Temiz, açık seçik olan herşeye bayılırım; ancak sırıtan ağızları ve pislerin susuzluğunu sevmem.
Gözlerini aşağıya, pınara diker onlar: ondan sonradır ki, iğrenç gülüşleri, pınardan yukarı doğru yansır bana.
Kutsal suyu şehvetleriyle zehirlediler ve kirli rüyalarını haz diye tanımlarken, sözcükleri de zehirlediler.
İştahı kesilir kıvılcımların, tutsalar yaş kalplerini ateşe; kaynamaya ve tütmeye başlar ruhun ta kendisi, ne zaman yaklaşsa ayaktakımı ateşe.
Buruşur ve içi geçer meyvenin onların elinde; rüzgar karşısında dayanaksız kılar bakışlarıyla meyve ağacını, kurutur tepesini.
Ve bazıları, sırtını dönüp hayata, özünde ayaktakımına sırtını dönmüş oldu: paylaşmak istemedi pınarı, alevi ve meyveyi ayaktakımıyla.
Ve çöle gidip yırtıcı hayvanlarla birlikte susuzluk çeken bazıları oturmak istemediler sarnıcın başına, pasaklı devecilerle. Ve yok etmek üzere gelen ve meyve bahçelerinin üzerine dolu sağanağı misali boşalan bazıları, ayaklarını ayaktakımının boğazına tıkamak ve seslerini kesmek niyetindeydiler sadece.
Bana en çok bulantı veren lokma, hayatın ta kendisinin düşmanlık,ölüm ve azap çarmıhları gerektirdiğini bilmek değildir.
Tam tersi; bir gün şu soruyu sordum kendime ve az kalsın boğuluyordum bu sebeple: Ne? Hayatın ayaktakımına da mı ihtiyacı var?
Zehirlenmiş pınarlara mı ihtiyaç var? Berbat kokan ateş, kirlenmiş rüyalar ve hayat ekmeğinin içindeki kurtlar da mı bir ihtiyaç?
Nefretim değil, tiksintim kemirip bitiriyor hayatımı, aç kurtlar gibi! Ah, bezdirdi beni ruhtan[zekadan], ayaktakımının dahi bir ruhu[zekası] olduğunu görmek.
Ve döndüm sırtımı hükümdarlara, neyi kasteddiklerini öğrendikten sonra hükmetmekle: hükmetmek diyorlar, iktidar uğruna pazarlık yapmaya ve çekişmeye -ayaktakımıyla.
Dilini bilmediğim yabancı halklar arasında kulakları tıkalı yaşadım: duymayayım diye, iktidar uğruna yapılan pazarlık ve çekişmeyi.
Burnumu tıkayıp gönülsüzce geçtim, tüm dün ile bugündeki herşeyin içinden.Hakikaten,muharrir ayaktakımın tüm dün ile bugünü berbat kokusunu yayıyor.
Bir dilsiz, bir sağır, bir kör ve kötürüm gibi, -böyle yaşadım, uzun bir süre; uzak kalmak için iktidar-ayaktakımı, muharrir ayaktakımı ve haz ayaktakımından.
Zahmetle tırmandı merdivenleri ruhum, ihtiyatla; haz sadakalarıyla ferahladı ve sürünerek geçti ömrü körün.
Ne oldu bana böyle? Nasıl kurtardım kendimi tiksintiden? Kim gençleştirdi gözümü? Ve nasıl ulaştım, pınar başlarında ayaktakımının bulunmadığı yüceliğe?

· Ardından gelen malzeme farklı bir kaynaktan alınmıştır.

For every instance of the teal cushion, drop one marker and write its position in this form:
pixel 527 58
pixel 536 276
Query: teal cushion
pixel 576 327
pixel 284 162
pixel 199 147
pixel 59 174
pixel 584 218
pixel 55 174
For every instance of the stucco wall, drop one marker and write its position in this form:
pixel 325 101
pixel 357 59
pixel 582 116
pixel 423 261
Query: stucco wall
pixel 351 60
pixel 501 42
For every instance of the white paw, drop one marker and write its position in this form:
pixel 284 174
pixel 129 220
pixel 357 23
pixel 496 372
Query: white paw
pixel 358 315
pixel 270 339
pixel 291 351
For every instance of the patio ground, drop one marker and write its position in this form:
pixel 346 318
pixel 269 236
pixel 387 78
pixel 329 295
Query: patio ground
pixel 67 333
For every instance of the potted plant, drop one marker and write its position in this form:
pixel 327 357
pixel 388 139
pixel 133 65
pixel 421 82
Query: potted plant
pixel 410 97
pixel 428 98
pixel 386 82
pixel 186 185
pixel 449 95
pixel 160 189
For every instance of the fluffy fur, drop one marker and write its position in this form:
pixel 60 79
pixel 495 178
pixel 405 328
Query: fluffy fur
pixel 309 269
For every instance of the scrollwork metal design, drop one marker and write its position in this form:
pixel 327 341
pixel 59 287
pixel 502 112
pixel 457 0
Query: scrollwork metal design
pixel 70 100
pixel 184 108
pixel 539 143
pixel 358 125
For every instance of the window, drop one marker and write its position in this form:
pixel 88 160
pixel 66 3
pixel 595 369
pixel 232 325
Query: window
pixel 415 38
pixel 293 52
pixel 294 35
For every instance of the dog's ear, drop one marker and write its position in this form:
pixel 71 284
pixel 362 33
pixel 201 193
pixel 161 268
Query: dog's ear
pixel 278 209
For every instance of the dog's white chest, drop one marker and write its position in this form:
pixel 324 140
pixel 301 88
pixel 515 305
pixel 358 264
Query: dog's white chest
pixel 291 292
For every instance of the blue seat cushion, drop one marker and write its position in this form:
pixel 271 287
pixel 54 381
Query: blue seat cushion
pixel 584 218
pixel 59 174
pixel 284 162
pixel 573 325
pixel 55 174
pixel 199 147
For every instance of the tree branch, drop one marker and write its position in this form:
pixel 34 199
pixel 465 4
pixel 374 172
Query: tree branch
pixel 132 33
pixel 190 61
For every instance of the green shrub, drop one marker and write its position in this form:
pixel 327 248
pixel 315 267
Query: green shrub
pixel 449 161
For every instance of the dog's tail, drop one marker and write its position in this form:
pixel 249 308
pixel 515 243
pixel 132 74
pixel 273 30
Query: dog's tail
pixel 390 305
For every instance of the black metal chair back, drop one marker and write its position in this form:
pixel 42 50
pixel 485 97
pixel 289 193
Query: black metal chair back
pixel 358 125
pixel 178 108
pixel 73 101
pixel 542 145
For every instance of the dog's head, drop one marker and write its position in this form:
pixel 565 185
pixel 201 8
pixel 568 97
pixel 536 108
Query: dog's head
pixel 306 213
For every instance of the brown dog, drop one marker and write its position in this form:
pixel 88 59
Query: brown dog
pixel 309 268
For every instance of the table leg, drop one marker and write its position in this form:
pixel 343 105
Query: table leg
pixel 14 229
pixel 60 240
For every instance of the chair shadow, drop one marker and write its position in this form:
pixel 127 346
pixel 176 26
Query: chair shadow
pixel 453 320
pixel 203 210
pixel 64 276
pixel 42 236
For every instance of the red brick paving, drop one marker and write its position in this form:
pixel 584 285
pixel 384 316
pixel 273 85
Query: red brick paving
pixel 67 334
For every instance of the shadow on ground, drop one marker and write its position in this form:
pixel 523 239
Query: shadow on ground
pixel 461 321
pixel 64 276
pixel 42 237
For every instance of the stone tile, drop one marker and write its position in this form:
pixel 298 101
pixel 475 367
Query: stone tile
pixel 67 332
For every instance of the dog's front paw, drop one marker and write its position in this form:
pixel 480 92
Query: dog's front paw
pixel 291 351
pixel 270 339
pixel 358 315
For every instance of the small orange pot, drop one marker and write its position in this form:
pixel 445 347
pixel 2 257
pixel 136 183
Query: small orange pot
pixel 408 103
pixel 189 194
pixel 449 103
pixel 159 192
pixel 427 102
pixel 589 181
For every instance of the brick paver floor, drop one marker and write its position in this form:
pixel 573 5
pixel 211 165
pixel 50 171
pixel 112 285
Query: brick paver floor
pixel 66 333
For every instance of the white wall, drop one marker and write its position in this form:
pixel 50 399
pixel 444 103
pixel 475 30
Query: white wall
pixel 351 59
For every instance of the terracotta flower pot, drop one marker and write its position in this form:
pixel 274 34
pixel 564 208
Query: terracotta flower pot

Tiksintim mi verdi bana, kanat takıp, pınarı bulma gücünü? Hakikaten, yeniden bulmak için haz pınarını, en yüksek irtifalara yükselmem gerekti!
Ah, buldum onu kardeşlerim! Burada, en tepede kaynıyor benim için haz pınarı. Ve sularından hiçbir ayaktakımının içmediği bir hayat var burada!
Ey haz pınarı, pek şiddetle akmaktasın gibi geliyor bana! Ve doldurmak isterken çok defa, boşaltıyorsun kaseyi.
Benimse çok daha tevazu göstererek yaklaşmayı öğrenmem gerek sana: hala şiddeletle akmakta kalbim sana doğru.
İçinde yazımın yandığı kalbim; o ömürsüz, kızgın, kara sevdalı ve mesut yazımın: Nasıl da hasretlik çekmekte serinliğine, benim yaz kalbim!
Gelip geçti baharımın dingin hüznü! Geçti hırçınlığı, haziranda görülen kar yumaklarının! Tepeden tırnağa yaz kesildim, hatta yaz öğlesi.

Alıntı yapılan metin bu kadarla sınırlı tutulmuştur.